Atwood Magazine spoke with Band of Skulls’ Emma Richardson to dig deeper into the context and headspace that led to By Default. What resulted is an eye-opening look into a band on the precipice of change, taking the reins as they dare to evolve their music and themselves. Get to know Band of Skulls through our exclusive interview, and go listen to By Default, the band’s fourth album, out now!

Watch: “So Good” – Band of Skulls


Watch: “Killers” – Band of Skulls



Atwood Magazine: Hey Band of Skulls, thanks so much for your time! Let’s dig right into it: It’s been over two years since Himalayan was released, meaning even longer since the recording sessions for that album. How have you developed musically over that time?

Emma Richardson: It was a pretty relentless schedule for the first three records. As soon as we finished writing and recording each record we went straight back out on the road and played as many shows as we could. It felt like the right time to take a moment and think about our plan of attack for the fourth record.
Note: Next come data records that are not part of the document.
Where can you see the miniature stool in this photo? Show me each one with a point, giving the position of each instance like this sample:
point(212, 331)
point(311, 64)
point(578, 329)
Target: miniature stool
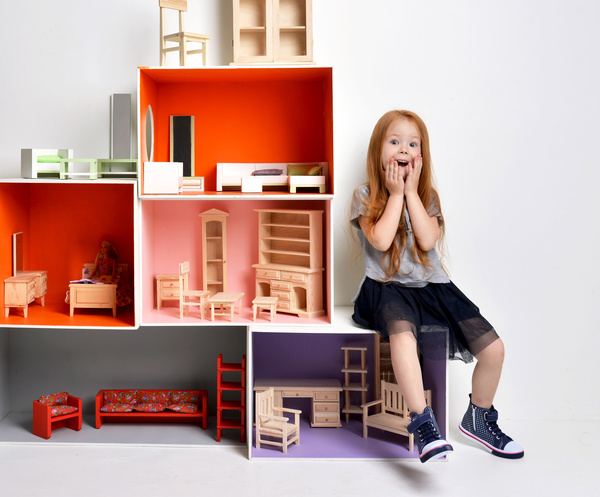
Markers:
point(269, 303)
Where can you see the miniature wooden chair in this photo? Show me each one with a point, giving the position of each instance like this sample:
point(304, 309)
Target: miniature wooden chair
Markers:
point(268, 424)
point(56, 411)
point(187, 297)
point(394, 415)
point(181, 38)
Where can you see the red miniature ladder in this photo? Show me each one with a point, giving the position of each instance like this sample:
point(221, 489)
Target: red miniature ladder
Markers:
point(226, 404)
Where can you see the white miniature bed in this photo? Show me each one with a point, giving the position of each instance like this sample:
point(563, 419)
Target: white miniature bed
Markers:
point(253, 177)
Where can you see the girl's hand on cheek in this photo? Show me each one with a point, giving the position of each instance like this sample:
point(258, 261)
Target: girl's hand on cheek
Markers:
point(393, 178)
point(414, 173)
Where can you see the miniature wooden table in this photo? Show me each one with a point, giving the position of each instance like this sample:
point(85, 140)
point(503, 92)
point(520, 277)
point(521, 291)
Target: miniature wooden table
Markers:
point(226, 302)
point(264, 303)
point(323, 392)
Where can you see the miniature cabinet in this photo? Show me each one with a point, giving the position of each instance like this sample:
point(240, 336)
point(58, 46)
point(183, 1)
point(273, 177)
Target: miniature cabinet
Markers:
point(23, 289)
point(214, 251)
point(354, 371)
point(272, 31)
point(290, 263)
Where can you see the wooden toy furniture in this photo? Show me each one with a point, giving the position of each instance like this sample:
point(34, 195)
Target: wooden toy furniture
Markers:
point(214, 251)
point(354, 371)
point(181, 38)
point(56, 411)
point(167, 288)
point(37, 162)
point(275, 31)
point(223, 304)
point(394, 415)
point(290, 266)
point(154, 406)
point(187, 297)
point(273, 176)
point(271, 423)
point(22, 289)
point(95, 295)
point(323, 392)
point(226, 388)
point(266, 303)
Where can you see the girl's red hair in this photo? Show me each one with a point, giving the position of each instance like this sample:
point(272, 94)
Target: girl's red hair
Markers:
point(379, 194)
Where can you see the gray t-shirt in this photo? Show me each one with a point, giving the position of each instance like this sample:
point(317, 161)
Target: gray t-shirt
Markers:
point(412, 273)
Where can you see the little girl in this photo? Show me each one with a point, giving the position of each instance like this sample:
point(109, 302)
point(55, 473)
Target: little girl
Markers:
point(407, 297)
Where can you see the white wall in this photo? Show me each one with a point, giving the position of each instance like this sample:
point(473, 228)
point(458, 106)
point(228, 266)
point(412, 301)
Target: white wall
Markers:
point(508, 89)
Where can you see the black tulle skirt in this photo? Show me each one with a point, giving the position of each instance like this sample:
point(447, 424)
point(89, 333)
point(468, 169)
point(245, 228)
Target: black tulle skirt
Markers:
point(445, 323)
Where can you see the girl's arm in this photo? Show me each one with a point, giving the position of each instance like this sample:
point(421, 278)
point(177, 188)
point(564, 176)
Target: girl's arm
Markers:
point(425, 227)
point(382, 234)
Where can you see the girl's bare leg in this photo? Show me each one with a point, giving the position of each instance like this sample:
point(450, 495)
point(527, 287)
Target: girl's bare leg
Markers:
point(486, 375)
point(407, 370)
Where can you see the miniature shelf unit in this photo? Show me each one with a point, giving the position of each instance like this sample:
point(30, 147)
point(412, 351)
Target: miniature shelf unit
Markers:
point(272, 31)
point(291, 260)
point(354, 371)
point(227, 386)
You learn a lot working with different people and playing so many shows and your musical influences expand and you change as a person ’cause that’s life, so it all goes into the next body of work you make.

Matt is quoted as saying “We went back to square one” on this record. What does that mean?

Emma Richardson: We hired a new space, a church in the centre of our home town and stripped down our equipment to the bare minimum and started playing brand new ideas to each other. It was really refreshing to work in an unknown space and see what it brought to the writing process. The acoustics in the church were amazing and really inspired us. We were using the room and playing off it and it ended up influencing the sound of the record.

I have to get something off my chest before we go any further: By Default is actually my introduction to Band of Skulls’ music. It’s a different experience when you get to know a band by their most recent effort, and then travel back in time with them to previous works. What I’m finding with this new record is that it takes your sounds and builds upon them – making it recognizable and characteristically “Band of Skulls,” but equally fresh and exciting. What did you find were some of your influences going into the sessions?

Emma Richardson: We wanted to explore other influences and ways of writing and working together. We are really proud of our first three records and we want to continue pushing what we are capable of as band. We all write and play on different instruments and listen to a lot of different music, so it’s a real buzz when we come together and an idea that is rooted in, for example dance or electronic music, is then put through the filter of our three-piece band – it opens doors to other possibilities.

How do you typically write songs? Is there a “typical” fashion for you – and did it change at all with this record?

Emma Richardson: We all bring in ideas, riffs, melodies, lyrics and play them to each other. Some ideas fit together easily some need more work than others, some take on a whole new life. It’s an instinctive thing that we’ve honed over time. We fight for our ideas and they get put through their paces so the finished songs are the best they can be.

Band of Skulls © Andy Cotterill
Band of Skulls is Matt Hayward, Russell Marsden, and Emma Richardson // © Andy Cotterill

This record feels tighter than the rest. Do you get that sense as well? Was it a conscious effort on the band’s part?

Emma Richardson: We wanted to strip away anything that felt unnecessary and it was a conscious focusing up of the material yes. We worked with Gil Norton [Pixies, Patti Smith] for the first time and he had a different way of working, so we spent a lot of time in pre production going through the material making sure we were all happy and so it naturally felt more concise.

People call your music “indie rock,” but I admittedly have no clue what that means. How do you define your music?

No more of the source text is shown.